O meglio, come sono nate le idee che hanno reso possibile questa sorta di utopia? O peggio, e se invece non fosse che una bella favola che gli svedesi raccontano a se stessi (e agli altri)? Con divertita intelligenza, in un caleidoscopio di storie e salti nel tempo, Elisabeth Åsbrink – svedese di nascita ma di origini anglo-ungheresi – ci accompagna in un viaggio tra cinquanta parole, eventi, persone e personaggi che hanno fatto la Svezia.
Dall’ambizione di Linneo di catalogare la natura intera all’esuberanza del leggendario primo ministro Olof Palme, deciso a rendere la Svezia la prima «superpotenza morale» della storia, dalla rivoluzionaria visione pedagogica di Ellen Key – fonte di ispirazione sia per Astrid Lindgren e la sua Pippi che per Maria Montessori – al divismo di Zlatan Ibrahimović, tanto inviso a inizio carriera per l’individualismo sfacciato quanto poi celebrato come icona della nuova «svedesità», Åsbrink affascina con collegamenti sorprendenti mentre infrange miti indiscutibili, come può permettersi solo una patriota la cui solidità intellettuale è fuori discussione: «Amo il paese in cui mi è capitato di nascere, ma non ciecamente.»
Elisabeth Åsbrink
Scrittrice e giornalista svedese, nata nel 1965 a Göteborg, Elisabeth Åsbrink è conosciuta soprattutto per i suoi reportage letterari di argomento storico e sociale, scritti con uno stile unico in cui sensibilità, documentazione e narrazione formano uno splendido connubio. Il suo primo libro pubblicato in Italia da Iperborea si intitola 1947.
Un altro suggerimento di lettura, sempre della stessa autrice: 1947
Dove comincia il presente? Quando nascono le forze, i conflitti e le idee che governano la nostra epoca?
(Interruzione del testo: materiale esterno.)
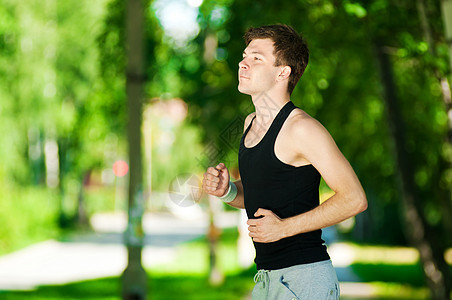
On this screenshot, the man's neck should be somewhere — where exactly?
[251,92,290,129]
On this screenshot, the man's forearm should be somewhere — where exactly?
[228,180,245,208]
[282,192,367,237]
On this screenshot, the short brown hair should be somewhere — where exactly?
[244,24,309,94]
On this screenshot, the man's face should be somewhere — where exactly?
[238,39,280,95]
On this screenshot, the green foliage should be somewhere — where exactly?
[0,184,60,254]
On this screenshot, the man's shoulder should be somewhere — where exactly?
[285,108,328,139]
[243,111,256,131]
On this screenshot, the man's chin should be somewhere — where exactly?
[237,85,251,96]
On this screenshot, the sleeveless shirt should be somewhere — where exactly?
[239,101,329,270]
Inseguendo le tracce della famiglia che non ha mai potuto conoscere, Elisabeth Åsbrink ci trasporta in un anno cruciale del ’900, nel momento in cui l’Occidente, reduce dal Secondo conflitto mondiale, è di fronte a una serie di bivi e possibilità ancora aperte, e compie scelte decisive per i nostri giorni. È il 1947 quando scoppia la Guerra fredda, viene istituita la CIA e Kalašnikov inventa l’arma oggi più diffusa al mondo; l’ONU riconosce lo Stato di Israele e il figlio di un orologiaio egiziano lancia il moderno jihad.
È solo nel ’47 che viene redatta la Dichiarazione universale dei diritti dell’uomo, prima sconosciuti all’umanità quanto il termine «genocidio», coniato da un giurista polacco che ha perso la famiglia nei Lager. E mentre una rete clandestina di organizzazioni internazionali mette in salvo i gerarchi del Reich e rilancia gli ideali fascisti, Primo Levi riesce a pubblicare Se questo è un uomo, un disilluso George Orwell scrive il profetico 1984 e Christian Dior crea il suo controverso New Look. In mezzo a tutto questo, tra le masse di profughi ebrei che attraversano l’Europa in cerca di una nuova vita, c’è il padre dell’autrice, un orfano ungherese di dieci anni, davanti a una scelta che deciderà il suo futuro.
In un racconto poetico e documentatissimo, che ci cala nei destini di personaggi d’eccezione e persone comuni, Åsbrink ricompone il puzzle di un anno emblematico per la sua identità personale e per quella collettiva. E scavando nei retroscena degli eventi, fino agli istanti in cui la Storia avrebbe potuto prendere un altro corso, arriva all’origine di quei nodi che non abbiamo ancora sciolto.